Потом у Шепчука было два концерта в Москве и один – в Семипалатинске, так что вернулся он в Питер только пятнадцатого.

Чувствуя себя гением частного сыска, утром следующего дня едва отоспавшийся после дороги Ювенальевич посетил управление Путиловского машиностроительного завода, где ему любезно сообщили, что кентавр – это кузнец из ремонтно-механического цеха, но сейчас он в отпуске.

Узнав адрес Возницкого в Волхове, Шепчук устремился туда и уже вечером стоял на пороге небольшого коттеджа в пригороде.

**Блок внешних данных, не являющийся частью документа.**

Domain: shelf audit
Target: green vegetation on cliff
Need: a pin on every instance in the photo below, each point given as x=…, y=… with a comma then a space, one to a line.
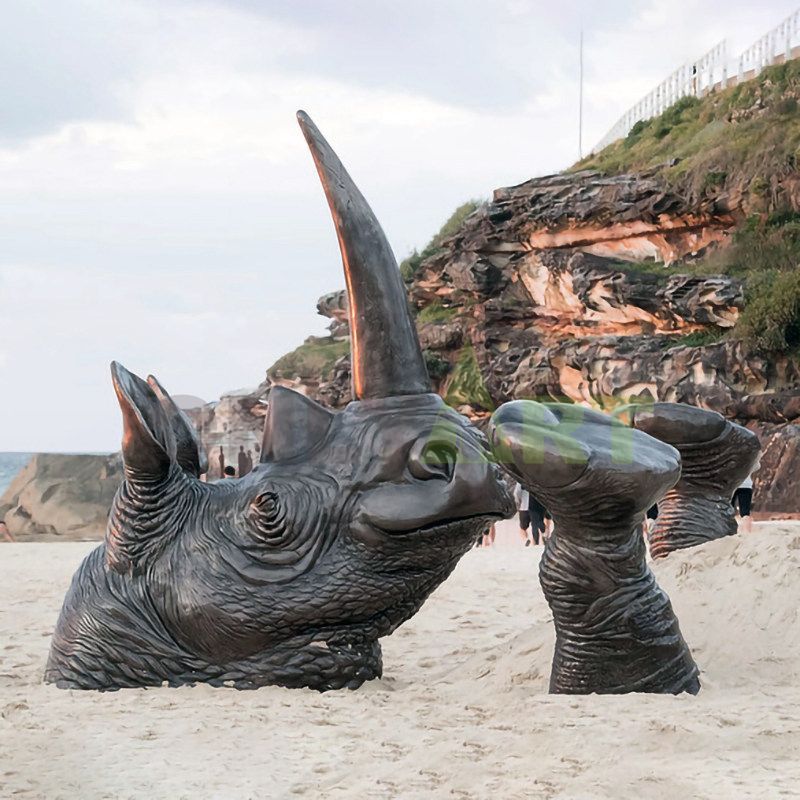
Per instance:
x=738, y=137
x=313, y=360
x=466, y=386
x=410, y=265
x=741, y=146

Роза так разнервничалась, что принесла маме валерьянки, но выпила ее сама, потому что мама закусила удила и приготовилась действовать. Мама в действии, конечно, не цунами, но бюрократическая машина начинала содрогаться, когда Идея Петровна выходила на тропу войны. Ирина, младшая сестра, была ей под стать, а вот Роза как-то стеснялась обивать пороги и строчить жалобы.

И все из-за Юрки. Запропастился в этой столице – и носа не кажет, хотя должен был вернуться еще позавчера. Вчера-то мама еще терпела. Но сегодня...

– Роза, Ира! – Мама пристально посмотрела на дочерей. – Я отправляюсь в Петербург.

– Мама, ну ты что?.. – психанула Ирина. – Маленький он, что ли?

– Не маленький, конечно, – легко согласилась Идея Петровна. – Я и не говорила, что я нянчиться еду. У меня сын пропал в многомиллионном городе, всякое случиться могло: под трамвай попал, например, загремел в больницу без документов, память отшибло, имею я право побеспокоиться о собственном сыне?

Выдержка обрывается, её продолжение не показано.